Essa mudança de paradigma é essencial, pois a participação dos data centers no consumo global de energia, que hoje gira em torno de 1,5%, pode chegar a alarmantes 21% até 2030, segundo algumas projeções. Isso os torna um fator crítico na busca por um equilíbrio sustentável entre avanço tecnológico e impacto ambiental.

Que mudanças você destacaria no tempo necessário para a construção de data centers ao longo das décadas? Que aspectos influenciaram essas mudanças?

Infelizmente, a velocidade de construção de data centers segue uma trajetória oposta à desejada. A crescente demanda — agora ainda mais impulsionada pela inteligência artificial — tem gerado uma pressão crescente sobre as cadeias de suprimentos, a distribuição de energia e a disponibilidade de mão de obra qualificada para o design, construção e operação dessas infraestruturas.
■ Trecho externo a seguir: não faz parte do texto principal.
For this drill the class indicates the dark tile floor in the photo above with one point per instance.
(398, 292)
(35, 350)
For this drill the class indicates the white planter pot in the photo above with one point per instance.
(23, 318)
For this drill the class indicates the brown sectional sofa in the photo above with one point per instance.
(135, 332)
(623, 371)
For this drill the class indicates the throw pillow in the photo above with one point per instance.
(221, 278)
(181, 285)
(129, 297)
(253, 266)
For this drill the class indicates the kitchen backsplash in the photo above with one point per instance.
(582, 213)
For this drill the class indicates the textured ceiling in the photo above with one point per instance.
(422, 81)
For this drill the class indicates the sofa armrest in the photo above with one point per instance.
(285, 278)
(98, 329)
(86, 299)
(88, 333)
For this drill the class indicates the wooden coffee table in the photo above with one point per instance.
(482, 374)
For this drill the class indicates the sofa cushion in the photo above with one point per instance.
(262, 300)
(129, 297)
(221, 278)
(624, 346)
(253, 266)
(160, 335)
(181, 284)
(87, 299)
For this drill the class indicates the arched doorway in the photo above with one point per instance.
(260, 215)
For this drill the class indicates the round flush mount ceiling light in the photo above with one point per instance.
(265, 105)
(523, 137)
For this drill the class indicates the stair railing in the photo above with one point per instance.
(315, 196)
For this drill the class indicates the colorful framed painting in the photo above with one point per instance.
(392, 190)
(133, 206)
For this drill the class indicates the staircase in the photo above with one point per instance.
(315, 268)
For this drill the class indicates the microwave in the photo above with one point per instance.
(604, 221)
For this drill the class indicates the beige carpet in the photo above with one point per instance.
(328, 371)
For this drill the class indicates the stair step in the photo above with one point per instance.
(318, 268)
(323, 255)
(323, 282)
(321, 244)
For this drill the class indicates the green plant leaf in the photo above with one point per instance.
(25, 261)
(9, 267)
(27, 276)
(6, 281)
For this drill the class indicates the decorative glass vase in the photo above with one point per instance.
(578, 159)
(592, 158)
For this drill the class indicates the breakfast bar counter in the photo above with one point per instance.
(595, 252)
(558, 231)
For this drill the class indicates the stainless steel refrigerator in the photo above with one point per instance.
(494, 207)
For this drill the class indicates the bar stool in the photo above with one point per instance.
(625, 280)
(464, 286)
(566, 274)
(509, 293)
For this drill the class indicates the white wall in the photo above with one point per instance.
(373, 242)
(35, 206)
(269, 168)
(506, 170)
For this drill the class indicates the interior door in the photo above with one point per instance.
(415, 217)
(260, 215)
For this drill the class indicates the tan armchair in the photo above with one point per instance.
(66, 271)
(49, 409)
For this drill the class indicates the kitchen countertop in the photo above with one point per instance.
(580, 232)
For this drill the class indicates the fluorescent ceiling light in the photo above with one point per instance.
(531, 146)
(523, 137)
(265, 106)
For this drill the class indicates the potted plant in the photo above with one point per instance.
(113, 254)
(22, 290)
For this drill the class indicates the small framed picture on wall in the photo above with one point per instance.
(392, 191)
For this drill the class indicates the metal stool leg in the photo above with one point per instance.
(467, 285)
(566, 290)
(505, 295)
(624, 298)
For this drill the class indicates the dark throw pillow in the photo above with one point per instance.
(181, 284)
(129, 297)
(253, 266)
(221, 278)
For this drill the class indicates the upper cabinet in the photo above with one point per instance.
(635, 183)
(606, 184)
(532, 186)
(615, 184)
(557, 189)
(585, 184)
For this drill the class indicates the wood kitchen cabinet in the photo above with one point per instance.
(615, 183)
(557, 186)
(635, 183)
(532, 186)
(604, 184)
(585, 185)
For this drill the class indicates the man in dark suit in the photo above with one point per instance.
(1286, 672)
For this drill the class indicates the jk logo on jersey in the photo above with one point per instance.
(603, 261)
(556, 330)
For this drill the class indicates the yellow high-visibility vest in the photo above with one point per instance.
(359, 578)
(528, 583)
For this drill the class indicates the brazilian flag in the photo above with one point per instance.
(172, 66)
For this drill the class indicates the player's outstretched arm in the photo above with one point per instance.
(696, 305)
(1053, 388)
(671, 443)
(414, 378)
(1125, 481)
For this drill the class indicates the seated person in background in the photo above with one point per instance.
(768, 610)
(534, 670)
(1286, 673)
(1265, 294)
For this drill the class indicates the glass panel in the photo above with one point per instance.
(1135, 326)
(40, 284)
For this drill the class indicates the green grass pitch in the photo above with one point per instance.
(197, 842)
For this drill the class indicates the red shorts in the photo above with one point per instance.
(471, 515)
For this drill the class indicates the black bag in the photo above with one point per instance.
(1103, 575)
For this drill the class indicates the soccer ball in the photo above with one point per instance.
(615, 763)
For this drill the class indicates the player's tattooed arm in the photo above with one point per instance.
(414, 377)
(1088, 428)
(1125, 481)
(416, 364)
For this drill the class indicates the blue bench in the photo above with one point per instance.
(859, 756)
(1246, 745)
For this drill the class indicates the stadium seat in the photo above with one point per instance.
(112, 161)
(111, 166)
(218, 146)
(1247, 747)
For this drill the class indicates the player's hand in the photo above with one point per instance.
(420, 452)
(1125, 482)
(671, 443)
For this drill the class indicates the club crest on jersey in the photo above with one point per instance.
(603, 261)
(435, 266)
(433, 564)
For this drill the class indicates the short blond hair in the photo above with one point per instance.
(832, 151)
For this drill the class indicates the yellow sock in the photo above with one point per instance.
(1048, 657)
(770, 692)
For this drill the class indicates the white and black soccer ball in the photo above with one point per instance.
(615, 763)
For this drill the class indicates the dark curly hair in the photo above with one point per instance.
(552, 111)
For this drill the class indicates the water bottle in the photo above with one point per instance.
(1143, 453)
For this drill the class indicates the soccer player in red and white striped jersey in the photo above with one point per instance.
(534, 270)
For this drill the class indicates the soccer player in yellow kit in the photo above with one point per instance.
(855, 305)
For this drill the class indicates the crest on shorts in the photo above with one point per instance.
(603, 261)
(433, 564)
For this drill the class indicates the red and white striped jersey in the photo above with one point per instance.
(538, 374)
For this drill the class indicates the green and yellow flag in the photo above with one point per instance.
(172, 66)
Esses desafios levam tempo para serem superados, pois, por exemplo, não é possível formar rapidamente um número suficiente de profissionais capacitados para atender à demanda.

Acreditamos que uma das principais soluções para esse problema está na industrialização de componentes e na modularidade, permitindo implantações granulares em um modelo "just in time". Essa abordagem otimiza o CAPEX e melhora a alocação de recursos. A industrialização possibilita a concentração de atividades críticas, reduzindo a necessidade de mão de obra no local da construção e garantindo maior elasticidade na capacidade produtiva. Além disso, simplifica a formação de profissionais, pois a produção, o recrutamento e a capacitação podem ser centralizados e potencializados.

Essa metodologia também permite a paralelização dos processos construtivos, possibilitando que atividades como licenciamento, preparação do terreno e obras básicas de infraestrutura ocorram simultaneamente à fabricação dos principais elementos do data center em um ambiente industrializado. Com isso, o tempo necessário para implantação pode ser reduzido drasticamente. Em nossa experiência, essa abordagem pode diminuir o tempo total de construção em até 60%.

Com o crescimento da IA e do processamento de alto desempenho, quais novos desafios surgem para a construção de data centers, e como o setor tem se preparado para enfrentá-los?

Precisamos construir instalações muito maiores, com capacidade significativamente superior e em prazos cada vez mais curtos. Essa é uma equação desafiadora, pois impõe múltiplos obstáculos simultaneamente. O aumento exponencial na escala das instalações traz desafios construtivos, de fornecimento de componentes e de evolução tecnológica.

Os novos requisitos de potência exigem uma reavaliação profunda da arquitetura dos data centers, tanto na distribuição de energia quanto na refrigeração de ambientes onde uma única fileira de racks pode concentrar vários megawatts. Tecnologias relativamente novas, como refrigeração líquida aplicada diretamente aos chips, estão se tornando essenciais para lidar com essa densidade térmica. Além disso, soluções ainda mais disruptivas estão em discussão, como o uso de pequenos reatores nucleares modulares para suprir a crescente demanda energética dessas infraestruturas.

O que é certo é que os métodos tradicionais chegaram ao seu limite. O setor precisa de novas abordagens para continuar evoluindo. Essa é a nossa aposta com a criação da MODULAR: acreditamos que a industrialização e a construção modular de data centers podem não resolver todos os desafios do setor, mas serão decisivas para superar muitos dos gargalos enfrentados hoje.